El general ha muerto tras evitar la cárcel, los juicios --es encomiable aquí el esfuerzo del juez Garzón--, y sin asomo de arrepentimiento o de compasión. Pero sería poco riguroso con la historia imaginar que Pinochet por sus propios medios pudo convertirse en santo y seña de la vesania universal. Su gobierno fue posible porque contó con la ayuda de Estados Unidos, con la decisión del presidente Nixon y del secretario de Estado Henry Kissinger de contener a la izquierda allí donde asomara, dentro de la perversa lógica general de la guerra fría, donde, más que nunca, el fin justificó siempre los medios.
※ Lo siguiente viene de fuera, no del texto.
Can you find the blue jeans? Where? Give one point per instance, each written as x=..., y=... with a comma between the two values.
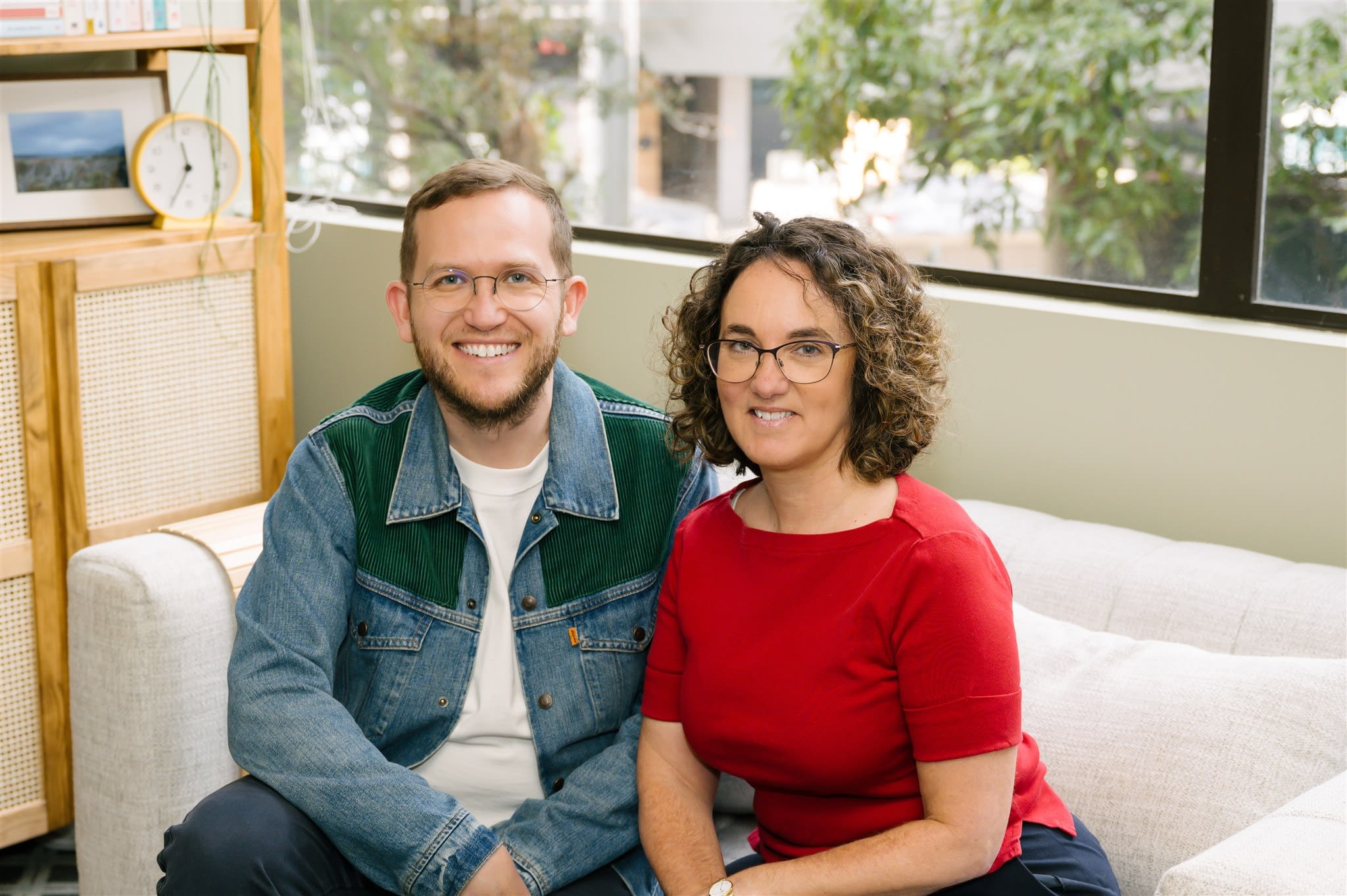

En aplicación de la célebre frase del general Walters --"son unos hijos de puta, pero son nuestros hijos de puta"--, la Administración norteamericana prefirió la degollina a correr el riesgo de que se asentara el Gobierno de unidad popular que llegó al poder en Chile con la victoria de Allende en las urnas en 1970. Seguramente, fue la entidad de los crímenes que siguieron al bombardeo de La Moneda, unido al golpe de los militares argentinos, en 1976, lo que estableció un punto sin retorno. Pinochet, como más tarde Videla y sus secuaces, consiguió una rara unanimidad en el repudio de su régimen, por encima incluso de la división ideológica tradicional durante la guerra fría. Logró que ni siquiera la democracia cristiana, que minó la estabilidad de la Unidad Popular de Allende hasta cotas indefendibles, volviera sobre sus pasos para contener al liberticida y restaurar la decencia.

No deja de ser una paradoja que el general haya muerto el Día Internacional de los Derechos Humanos, que la ONU celebra para recordar al mundo que da cobijo a una legión de desposeídos. Entre estos están todos aquellos a quienes el general arrebató la vida, privó de sus derechos, los condenó al exilio o los persiguió. Ninguno recibirá el regalo de una sentencia condenatoria de su victimario, pero todos han visto restablecida su dignidad conforme la figura del general quedaba sepultada bajo una montaña de oprobio. A decir verdad, este proceso de desprestigio incontenible del tirano y de homenaje permanente a sus víctimas es una auténtica lección de la historia. El mundo es hoy mejor que en 1973 porque ha corregido en la medida de lo posible los efectos del crimen colectivo cometido por el Ejército al mando de Pinochet. Ni la propaganda puesta al servicio de la causa pinochetista por Estados Unidos ni el miedo pudieron evitar que creciera la reacción internacional en su contra. Antes de Pinochet no eran pocos los que creían que es posible la impunidad permanente. Pero, en la sociedad de la información global, la barra libre para los verdugos tiene fecha de caducidad. El general lo comprobó, acosado por los tribunales hasta el ataúd.